“I just saw a big snapping turtle pull another baby mallard underwater on the pond in my backyard!” 

These were the first desperate words I heard after answering the phone at the nature center I worked at for many years. 

Without pausing for a breath the distraught caller went on, “Oh what can I do?! There were originally 9 ducklings in the bunch and it seems that every few days another one disappears. And now another one is killed! Only three remaining!”

I paused before responding. I knew she was looking for sympathy and a solution to put a halt to the murders, but I was going to try a different route.

“As hard as that is to watch,” I told her, “you are lucky to witness a predator catch its prey. And did you say there are three left?”

She exhaled a sad, drawn out “Yes.”

“Wow,” I exclaimed, “that’s terrific!” There was silence on the other end but I could almost hear the puzzled look of horror.

I continued, “Let’s assume the three remaining continue to mature and live for a year. One will replace its mother and one will replace its father and that means there is one extra, a fifty percent increase in the family population.” I was on a roll. “That’s fantastic! To experience a fifty percent growth rate is very rare.”

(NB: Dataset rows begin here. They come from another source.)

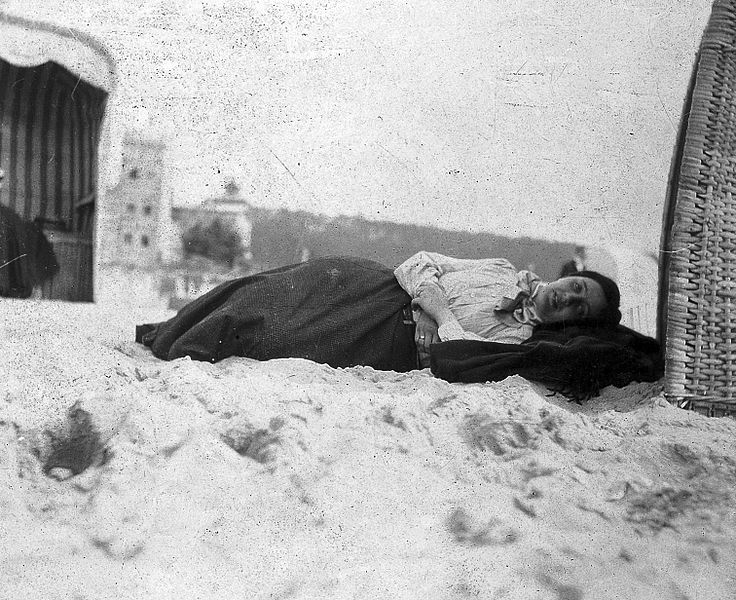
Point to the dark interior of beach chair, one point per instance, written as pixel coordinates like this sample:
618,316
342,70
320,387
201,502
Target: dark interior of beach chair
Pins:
697,295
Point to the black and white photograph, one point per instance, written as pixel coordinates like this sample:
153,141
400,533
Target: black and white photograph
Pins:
368,299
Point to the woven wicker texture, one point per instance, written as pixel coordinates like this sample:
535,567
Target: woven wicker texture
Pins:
699,236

I gave her room to respond. And after a moment I heard a softer toned, “Really?”

“Absolutely. Most baby animals are born to be food. Like it or not the future of predators depends on the death of their prey.”

Another pause before she responded, “So if I heard you correctly, if the remaining three ducklings survive that will be unusual and considered a success for the population of mallards?”

“Yes.”

“Well thanks for your information. But I still don’t like to watch baby ducks die.”

It is a common survival strategy for a particular species to have large numbers of offspring. Generally the greater number of eggs or young indicate their vulnerability to high losses through predation, bad weather, food shortages and so on.

A wild female monarch butterfly will lay 100 to 300 eggs in her life with a survival rate of 2-10% living to maturity. For the sake of example, let’s say the monarch that is flitting around laying her eggs here and there on the milkweed leaves lays a total of 100 eggs. (Incidentally, everyone should have a milkweed patch.) That means we can expect anywhere from 2 to 10 mature butterflies will survive to maturity from her output of 100 eggs.

Consider a bluegill sunfish. In the Upper Midwest a mature female might lay 6,000 – 18,000 eggs in one or more nests. Sometimes none of those eggs survive but usually enough reach breeding age. This allows more human kid-predators a chance to learn the joys of watching the jiggle of a bobber and catching fish. 

Humans, those irascible critters that continue to foul their own nests by denigrating the very natural systems that assure their survival, do not bear large litters. However, like other animals that bear one to three young, such as deer, bear, whales, eagles and albatrosses, the chances of their young reaching maturity is much higher. With few young to care for, more attention and resources can be offered for their survival. 

Last week, while hunting wild turkeys, I stepped quietly into the woods to begin calling. I paused and in that moment of stillness, a hen turkey exploded only a few feet from me.

My stopping had flushed her off her nest. In her haste she had kicked one of the eggs out of the nest so I leaned down and tucked it among the others. I counted 15 eggs. I have never seen a turkey nest with this many eggs; though they average a dozen eggs per clutch.

Now some of you might gasp because I touched the egg. As youngsters many of us learned “Never touch a birds egg or it might abandon the nest.” While that is good advice, it has nothing to do with your scent on the egg.  Birds are not going to abandon if you touch the egg, but some birds, such as loons might abandon their nest just because the nesting site has been disturbed. 

Quietly, I left the nest site. In a few minutes I heard an out-of-sight hen giving an alarm call. I suspect this was the mother of the eggs that I had just left. 

And like a snapping turtle, I moved with stealth looking for the father of some of those eggs.